Jackson Hole Museums and Historic Sites
Jackson Hole History
Humans have visited the Jackson Hole, Wyoming area as far back as 12,000 years ago. Long-ago hunters and gatherers and eventually the Blackfeet and Shoshone Indians came to this valley and lived in the surrounding lands. It was too cold in the winter to move into the valley but summer found it populated.
Then responding to an ad in the St. Louis Enquirer for hunters to be employed and sent to the Rockies, Davey Jackson and some other men signed on with a large fur company and took over the territory of this beautiful valley to do their fur trapping. From 1826 to 1830, they were successful and made good profits.
Mountain men referred to low-lying valleys as "holes." There was also a tradition of naming the areas after the trappers who worked there most often, so this fertile valley was named after Jackson in 1829.
Jackson Hole became a crossroads for six large trapper trails that converged there. In fact, annual rendezvous were held, similar to our modern-day trade shows. These gatherings allowed the mountain men to gather to eat and drink with other trappers and play their games of skill.
When the fur trade ended in 1845, Jackson Hole became a deserted place, only visited by some wandering tribes and viewed by expeditions going through. The most memorable expedition was the Hayden expedition around 1871. William Henry Jackson was so impressed with this area that he talked the government into making it the nation's first national park.
Settlers finally came in 1883 and increased more and more until in the mid-1890s the valley was dotted with villages. You can see surviving structures from this era when visiting Menor's Ferry near the headquarters of Grand Teton National Park in Moose. In 1897, Jackson was laid out as a town site, and soon there were stores and a bank and a park. Jackson also retains many of its original buildings.
In 1910, big elk herds roamed the valley and started to compete with the cattle for hay. A federal program was born then to assist in feeding the elk and over 24,000 acres were purchased to set up what is now known as the National Elk Refuge. This preserved the ranching life in Jackson Hole.

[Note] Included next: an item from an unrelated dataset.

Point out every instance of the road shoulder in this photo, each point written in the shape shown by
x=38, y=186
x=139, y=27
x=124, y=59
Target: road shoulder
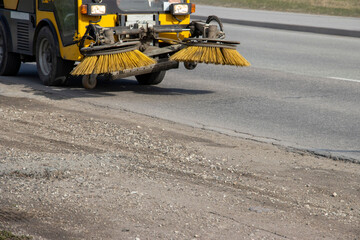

After 1900, settlers came to realize that big game hunting would be popular here, so ranchers began to branch out, offering themselves as guides and taking in guests. Thus began the concept of "dude ranching." The area became a popular vacation destination because of the national parks in the region.
As tourism began to replace ranching, things took off. President Roosevelt designated the land around the Tetons as a national monument and in 1950, Grand Teton National Park was created by Congress.
Currently Jackson Hole is a favorite playground the year round for all sorts of outdoor enthusiasts. People come from all over the world for the area's exciting snowboarding, skiing, rock climbing and hiking. Water sports are abound, with plenty of whitewater fun.